En application de l'article R.142-17-2 du même code lorsque le litige porte sur la reconnaissance de l'origine professionnelle d'une maladie non désignée dans un tableau de maladies professionnelles et entraînant une incapacité permanente prévisible supérieure à 25 %, il incombe au tribunal de recueillir préalablement l'avis d'un autre comité régional.
Il est constant que le 18 juillet 2021, Madame [B] [T] [Y], exerçant la profession d'aide-soignante, a effectué une demande de reconnaissance de maladie professionnelle pour la pathologie "burn-out”.
L'affection en cause ne figure sur aucun des tableaux de maladies professionnelles mais l'assurée présente une incapacité permanente partielle supérieure à 25%. Le dossier a donc été communiqué au CRRMP de la région Ile-de-France, lequel a émis un avis défavorable, le 03 mars 2022, considérant que " L'analyse des éléments médicaux et administratifs du dossier ne permet pas de retenir un lien direct et essentiel entre le travail habituel et la maladie déclarée par certificat médical du 10/03/2021. "

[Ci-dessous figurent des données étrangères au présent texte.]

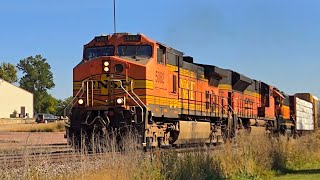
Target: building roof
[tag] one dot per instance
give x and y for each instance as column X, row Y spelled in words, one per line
column 2, row 80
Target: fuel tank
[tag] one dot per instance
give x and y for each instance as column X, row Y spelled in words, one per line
column 191, row 132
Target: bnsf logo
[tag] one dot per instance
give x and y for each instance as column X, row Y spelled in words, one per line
column 105, row 84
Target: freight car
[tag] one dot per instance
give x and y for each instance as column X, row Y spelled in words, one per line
column 129, row 82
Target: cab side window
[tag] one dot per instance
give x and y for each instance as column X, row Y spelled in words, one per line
column 161, row 55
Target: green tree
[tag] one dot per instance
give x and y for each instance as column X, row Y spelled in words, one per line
column 8, row 72
column 38, row 79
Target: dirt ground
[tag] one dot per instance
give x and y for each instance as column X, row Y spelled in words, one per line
column 12, row 140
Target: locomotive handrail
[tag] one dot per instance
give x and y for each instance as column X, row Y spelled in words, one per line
column 71, row 102
column 137, row 96
column 130, row 96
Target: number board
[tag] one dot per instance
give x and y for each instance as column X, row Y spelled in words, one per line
column 132, row 38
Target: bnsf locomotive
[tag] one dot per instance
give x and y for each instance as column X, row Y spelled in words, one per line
column 131, row 82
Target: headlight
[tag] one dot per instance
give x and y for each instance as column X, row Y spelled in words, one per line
column 105, row 66
column 120, row 100
column 118, row 68
column 80, row 101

Sur saisine du tribunal, le CRRMP des Hauts-de-France a également rendu le 08 février 2024 un avis défavorable, au motif que : " Après avoir étudié les pièces médico-administratives du dossier, les caractéristiques médicales ainsi que l'absence d'argument factuel qui permettrait d'analyser les différentes contraintes psychosociales et organisationnelles, ne permettent pas d'étayer un lien de causalité.
Par ailleurs, et en l'absence de toute pièce supplémentaire contributive fournie à l'appui du recours, aucun élément ne permet d'émettre un avis contraire à celui du CRRMP précédent.
En conséquence, il n'y a pas lieu de retenir de lien direct et essentiel entre l'affection présentée et l'exposition professionnelle. "
Si, en tout état de cause, le tribunal n'est pas lié par l'avis des CRRMP, il appartient au requérant de rapporter la preuve du lien direct et essentiel qu'il invoque entre sa pathologie et son travail.
Or, en l'espèce, Madame [B] [T] [Y] n'apporte pas d'éléments nouveaux qui permettrait de passer outre les deux avis défavorables des CRRMP.
Par conséquent, au vu de l'avis du CRRMP des Hauts-de-France, qui n'est contredit par aucun élément, le recours formé par Madame [B] [T] [Y] sera rejeté.
Succombant à l'instance, Madame [B] [T] [Y] sera condamnée aux éventuels dépens exposés, sur le fondement de l'article 696 du code de procédure civile.
PAR CES MOTIFS
Le tribunal judiciaire de Meaux, statuant par décision contradictoire, rendue en premier ressort,
DÉBOUTE Madame [B] [T] [Y] de son recours ;
DIT que la pathologie déclarée par Madame [B] [T] [Y] par certificat médical initial du 10 mars 2021 ne peut être prise en charge au titre de la législation professionnelle ;
CONDAMNE Madame [B] [T] [Y] aux dépens ;
RAPPELLE que ce jugement est susceptible d'appel dans le délai d'un mois à compter de sa notification aux parties.
Ainsi jugé et mis à disposition au greffe du tribunal le 2 septembre 2024, et signé par la présidente et la greffière.